Design, synthesis, and evaluation of cell-penetrating anticancer peptides to enhance the antitumor activity of liposomal daunorubicin: A molecular dynamics and experimental study

Abstract

Targeted delivery and effective penetration into cancer cells are key factors in the success of drug delivery systems. This study aimed to design, synthesize, and evaluate cell-penetrating anticancer peptides (ACPs), and to develop functionalized nanoliposomes with ACPs and an antibody to enhance the specificity and cellular uptake of liposomal daunorubicin (daunosome) in multidrug-resistance cancer cells.

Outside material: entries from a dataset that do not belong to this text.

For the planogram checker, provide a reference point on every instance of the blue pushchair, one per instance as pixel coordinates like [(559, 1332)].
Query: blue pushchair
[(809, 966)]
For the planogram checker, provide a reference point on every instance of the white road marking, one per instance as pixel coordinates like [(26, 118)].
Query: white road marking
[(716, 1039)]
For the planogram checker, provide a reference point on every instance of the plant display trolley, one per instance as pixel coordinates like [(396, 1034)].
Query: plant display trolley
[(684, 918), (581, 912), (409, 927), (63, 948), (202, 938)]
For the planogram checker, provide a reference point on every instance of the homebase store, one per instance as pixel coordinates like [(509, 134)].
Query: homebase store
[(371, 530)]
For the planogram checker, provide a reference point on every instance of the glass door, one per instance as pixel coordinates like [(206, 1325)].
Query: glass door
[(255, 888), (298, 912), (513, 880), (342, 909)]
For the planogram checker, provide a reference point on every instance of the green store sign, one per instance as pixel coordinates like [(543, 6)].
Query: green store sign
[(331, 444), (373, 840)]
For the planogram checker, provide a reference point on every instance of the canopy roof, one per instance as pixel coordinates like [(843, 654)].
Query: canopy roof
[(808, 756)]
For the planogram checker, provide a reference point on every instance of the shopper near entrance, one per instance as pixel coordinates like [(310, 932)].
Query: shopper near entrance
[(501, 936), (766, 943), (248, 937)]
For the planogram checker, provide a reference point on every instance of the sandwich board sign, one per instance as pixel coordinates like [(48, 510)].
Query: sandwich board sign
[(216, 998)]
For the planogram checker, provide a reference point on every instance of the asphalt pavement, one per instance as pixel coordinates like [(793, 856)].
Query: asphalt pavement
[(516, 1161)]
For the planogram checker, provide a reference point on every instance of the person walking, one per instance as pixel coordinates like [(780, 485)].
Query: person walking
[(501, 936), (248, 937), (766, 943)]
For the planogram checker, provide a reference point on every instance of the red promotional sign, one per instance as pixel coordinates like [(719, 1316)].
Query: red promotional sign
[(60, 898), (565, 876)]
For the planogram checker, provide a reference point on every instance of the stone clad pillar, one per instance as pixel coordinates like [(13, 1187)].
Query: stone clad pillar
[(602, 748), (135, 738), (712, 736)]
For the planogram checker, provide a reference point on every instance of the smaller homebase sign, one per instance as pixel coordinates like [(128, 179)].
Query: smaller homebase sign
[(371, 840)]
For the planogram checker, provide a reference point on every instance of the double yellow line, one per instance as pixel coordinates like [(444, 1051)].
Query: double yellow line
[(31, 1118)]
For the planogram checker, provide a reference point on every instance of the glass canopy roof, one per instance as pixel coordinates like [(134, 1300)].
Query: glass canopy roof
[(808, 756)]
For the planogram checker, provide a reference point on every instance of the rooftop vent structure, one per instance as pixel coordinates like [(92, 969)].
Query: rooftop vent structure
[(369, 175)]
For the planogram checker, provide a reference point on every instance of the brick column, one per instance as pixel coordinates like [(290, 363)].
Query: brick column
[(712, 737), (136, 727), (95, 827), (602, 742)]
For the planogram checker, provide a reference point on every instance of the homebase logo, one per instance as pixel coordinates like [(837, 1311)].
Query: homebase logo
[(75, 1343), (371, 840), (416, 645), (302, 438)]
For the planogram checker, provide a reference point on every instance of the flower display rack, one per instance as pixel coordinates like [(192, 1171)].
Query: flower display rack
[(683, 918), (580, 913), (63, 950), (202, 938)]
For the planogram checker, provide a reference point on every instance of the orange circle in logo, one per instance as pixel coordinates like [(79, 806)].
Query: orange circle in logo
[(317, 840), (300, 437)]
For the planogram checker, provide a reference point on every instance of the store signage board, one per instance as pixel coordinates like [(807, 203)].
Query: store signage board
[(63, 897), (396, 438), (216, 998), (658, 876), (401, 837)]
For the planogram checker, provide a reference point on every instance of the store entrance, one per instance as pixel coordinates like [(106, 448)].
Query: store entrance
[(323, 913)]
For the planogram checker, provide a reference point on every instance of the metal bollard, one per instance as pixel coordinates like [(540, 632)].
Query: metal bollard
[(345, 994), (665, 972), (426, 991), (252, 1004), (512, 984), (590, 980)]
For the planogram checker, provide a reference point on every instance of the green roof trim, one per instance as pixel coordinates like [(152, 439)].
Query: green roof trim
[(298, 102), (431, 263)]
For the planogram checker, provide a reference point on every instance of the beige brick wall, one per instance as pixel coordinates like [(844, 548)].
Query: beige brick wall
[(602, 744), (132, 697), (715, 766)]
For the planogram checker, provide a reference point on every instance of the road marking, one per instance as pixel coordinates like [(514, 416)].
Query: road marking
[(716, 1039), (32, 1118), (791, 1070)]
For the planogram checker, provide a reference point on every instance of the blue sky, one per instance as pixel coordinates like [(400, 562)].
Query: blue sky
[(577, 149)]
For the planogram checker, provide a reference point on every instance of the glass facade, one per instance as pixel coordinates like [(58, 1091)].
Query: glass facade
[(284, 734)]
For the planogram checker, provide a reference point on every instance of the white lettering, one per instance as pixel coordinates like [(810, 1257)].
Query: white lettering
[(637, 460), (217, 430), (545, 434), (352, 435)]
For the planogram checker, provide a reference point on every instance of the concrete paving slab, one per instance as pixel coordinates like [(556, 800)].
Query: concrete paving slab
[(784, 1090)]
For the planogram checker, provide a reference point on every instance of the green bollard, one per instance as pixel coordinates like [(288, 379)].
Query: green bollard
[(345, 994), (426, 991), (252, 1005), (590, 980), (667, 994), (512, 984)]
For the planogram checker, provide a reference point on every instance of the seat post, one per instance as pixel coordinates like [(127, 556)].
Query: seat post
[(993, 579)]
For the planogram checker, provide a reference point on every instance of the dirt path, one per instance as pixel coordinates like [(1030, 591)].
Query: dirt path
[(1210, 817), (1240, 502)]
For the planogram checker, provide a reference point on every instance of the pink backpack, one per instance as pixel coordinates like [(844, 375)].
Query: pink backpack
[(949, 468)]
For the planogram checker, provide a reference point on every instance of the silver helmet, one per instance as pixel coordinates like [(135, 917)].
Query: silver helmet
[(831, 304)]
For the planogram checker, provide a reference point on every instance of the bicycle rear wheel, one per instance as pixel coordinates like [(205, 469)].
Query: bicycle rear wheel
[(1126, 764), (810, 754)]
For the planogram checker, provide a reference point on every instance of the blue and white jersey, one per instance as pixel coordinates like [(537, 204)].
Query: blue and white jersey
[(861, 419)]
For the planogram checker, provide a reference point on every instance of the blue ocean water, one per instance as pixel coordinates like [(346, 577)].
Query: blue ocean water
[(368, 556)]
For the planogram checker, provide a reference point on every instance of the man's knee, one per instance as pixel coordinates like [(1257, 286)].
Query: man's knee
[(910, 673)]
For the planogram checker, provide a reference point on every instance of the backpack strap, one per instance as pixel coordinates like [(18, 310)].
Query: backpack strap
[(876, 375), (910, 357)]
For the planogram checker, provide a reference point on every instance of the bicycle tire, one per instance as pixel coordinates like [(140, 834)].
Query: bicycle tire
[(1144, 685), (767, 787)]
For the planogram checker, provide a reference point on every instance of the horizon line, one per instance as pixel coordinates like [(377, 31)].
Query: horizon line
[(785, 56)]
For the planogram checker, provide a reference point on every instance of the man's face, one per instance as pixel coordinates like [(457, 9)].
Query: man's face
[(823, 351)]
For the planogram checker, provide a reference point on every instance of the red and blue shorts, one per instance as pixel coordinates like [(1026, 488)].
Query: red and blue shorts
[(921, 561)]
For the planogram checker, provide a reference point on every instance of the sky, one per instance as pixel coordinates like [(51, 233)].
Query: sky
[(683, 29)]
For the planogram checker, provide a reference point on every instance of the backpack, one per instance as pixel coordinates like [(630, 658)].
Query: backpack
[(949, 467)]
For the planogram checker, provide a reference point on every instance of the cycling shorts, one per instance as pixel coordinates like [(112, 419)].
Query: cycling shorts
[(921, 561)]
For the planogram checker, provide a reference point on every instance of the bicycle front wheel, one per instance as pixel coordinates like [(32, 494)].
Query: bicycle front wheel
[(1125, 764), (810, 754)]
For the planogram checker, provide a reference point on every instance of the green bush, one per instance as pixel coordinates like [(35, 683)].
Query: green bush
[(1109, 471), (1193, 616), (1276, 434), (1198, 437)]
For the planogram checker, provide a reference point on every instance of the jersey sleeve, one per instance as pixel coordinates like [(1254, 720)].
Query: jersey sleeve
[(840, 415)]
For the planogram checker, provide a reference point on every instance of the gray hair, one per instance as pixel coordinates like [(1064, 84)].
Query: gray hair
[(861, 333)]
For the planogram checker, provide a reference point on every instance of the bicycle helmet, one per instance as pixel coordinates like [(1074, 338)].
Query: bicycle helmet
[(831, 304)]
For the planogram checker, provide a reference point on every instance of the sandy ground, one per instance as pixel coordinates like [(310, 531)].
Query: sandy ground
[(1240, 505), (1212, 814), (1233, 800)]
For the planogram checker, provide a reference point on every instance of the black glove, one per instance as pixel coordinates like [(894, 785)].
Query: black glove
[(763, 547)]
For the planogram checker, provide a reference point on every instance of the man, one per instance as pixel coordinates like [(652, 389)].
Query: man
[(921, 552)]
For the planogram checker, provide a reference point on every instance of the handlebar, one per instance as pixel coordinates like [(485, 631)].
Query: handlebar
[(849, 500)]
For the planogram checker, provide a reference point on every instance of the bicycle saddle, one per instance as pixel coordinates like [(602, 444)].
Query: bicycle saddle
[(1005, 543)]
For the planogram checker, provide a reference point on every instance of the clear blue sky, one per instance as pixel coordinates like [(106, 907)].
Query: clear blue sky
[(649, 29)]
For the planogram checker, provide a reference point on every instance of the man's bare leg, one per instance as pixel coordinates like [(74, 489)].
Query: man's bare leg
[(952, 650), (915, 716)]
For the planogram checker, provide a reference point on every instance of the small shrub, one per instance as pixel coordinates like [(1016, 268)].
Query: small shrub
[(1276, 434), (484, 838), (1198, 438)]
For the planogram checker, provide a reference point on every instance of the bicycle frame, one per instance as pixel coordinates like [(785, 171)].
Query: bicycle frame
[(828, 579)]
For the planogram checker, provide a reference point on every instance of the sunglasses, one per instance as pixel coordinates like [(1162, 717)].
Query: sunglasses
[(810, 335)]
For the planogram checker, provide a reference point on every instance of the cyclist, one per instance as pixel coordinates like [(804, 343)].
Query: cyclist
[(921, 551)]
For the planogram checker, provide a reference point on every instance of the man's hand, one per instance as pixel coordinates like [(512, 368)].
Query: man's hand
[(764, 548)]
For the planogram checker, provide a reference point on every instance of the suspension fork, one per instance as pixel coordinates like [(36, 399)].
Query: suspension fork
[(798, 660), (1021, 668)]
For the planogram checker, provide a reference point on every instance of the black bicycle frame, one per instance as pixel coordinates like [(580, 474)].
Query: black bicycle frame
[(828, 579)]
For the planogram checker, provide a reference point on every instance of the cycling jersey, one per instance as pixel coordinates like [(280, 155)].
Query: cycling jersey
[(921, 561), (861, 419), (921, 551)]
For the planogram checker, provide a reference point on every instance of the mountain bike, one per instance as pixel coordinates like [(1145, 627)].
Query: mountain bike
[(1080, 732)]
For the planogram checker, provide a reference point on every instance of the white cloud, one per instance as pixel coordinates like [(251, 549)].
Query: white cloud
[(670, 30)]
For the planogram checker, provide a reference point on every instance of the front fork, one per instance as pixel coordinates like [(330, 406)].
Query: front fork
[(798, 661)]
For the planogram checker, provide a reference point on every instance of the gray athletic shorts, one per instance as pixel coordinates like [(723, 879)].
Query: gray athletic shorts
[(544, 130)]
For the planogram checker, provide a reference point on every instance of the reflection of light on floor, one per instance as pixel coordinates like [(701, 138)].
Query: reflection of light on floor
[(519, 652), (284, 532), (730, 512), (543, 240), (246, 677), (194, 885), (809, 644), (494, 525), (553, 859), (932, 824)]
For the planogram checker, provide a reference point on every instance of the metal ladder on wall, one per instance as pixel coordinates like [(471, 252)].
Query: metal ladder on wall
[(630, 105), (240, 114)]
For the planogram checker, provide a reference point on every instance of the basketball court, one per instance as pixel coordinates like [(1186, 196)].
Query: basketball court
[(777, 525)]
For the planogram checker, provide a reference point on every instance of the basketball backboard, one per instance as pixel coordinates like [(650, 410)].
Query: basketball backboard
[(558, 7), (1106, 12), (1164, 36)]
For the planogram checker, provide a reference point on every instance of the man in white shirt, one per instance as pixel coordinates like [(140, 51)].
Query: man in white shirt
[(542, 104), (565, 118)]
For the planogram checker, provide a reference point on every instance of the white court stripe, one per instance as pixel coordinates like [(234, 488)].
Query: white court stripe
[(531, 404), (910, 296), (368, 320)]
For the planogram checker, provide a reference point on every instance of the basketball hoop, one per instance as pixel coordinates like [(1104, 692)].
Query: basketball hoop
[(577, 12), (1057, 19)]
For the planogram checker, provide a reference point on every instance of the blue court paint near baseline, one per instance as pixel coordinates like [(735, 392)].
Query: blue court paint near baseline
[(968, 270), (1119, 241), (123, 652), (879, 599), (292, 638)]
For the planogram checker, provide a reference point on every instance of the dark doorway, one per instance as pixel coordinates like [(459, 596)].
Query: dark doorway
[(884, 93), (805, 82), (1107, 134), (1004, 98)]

Here, a library of 1290 peptides was screened for anticancer potential and physicochemical properties, and the top candidates were evaluated for permeability to cell membrane models using molecular dynamics simulations. The selected peptides (Pep5 and Pep6) were synthesized, used to modify daunosomes, and evaluated for cytotoxicity, apoptosis, drug accumulation, and efflux kinetics in HDF, EPG85.257, and EPG85.257RDB cell lines. The liposomal formulations were characterized using FTIR, TEM, X-ray diffraction, and DLS analysis. The potential of mean force (PMF) profiles predicted that Pep6 required less energy than Pep5 to cross the membrane of cancer cells. The cytotoxicity assay showed that the peptides selectively reduced the viability of the cancer cell lines (EPG85.257RDB and EPG85.257) more than that of normal HDF cells. The daunorubicin encapsulation rate and average diameter of the daunosome formulations were approximately 93 % and 264–314 nm, respectively. The highest apoptosis rates were observed in the EPG85.257 cell line following treatment with Ab⁺TAT⁺daunosome (44.4 %) and in EPG85.257RDB cells treated with Ab⁺Pep6⁺daunosome (29.3 %). Drug accumulation was significantly increased following the decoration of daunosomes with trastuzumab, TAT, Pep5, and Pep6. The results indicate that the designed ACPs, in combination with the trastuzumab, can enhance the antitumor activity of liposomal daunorubicin.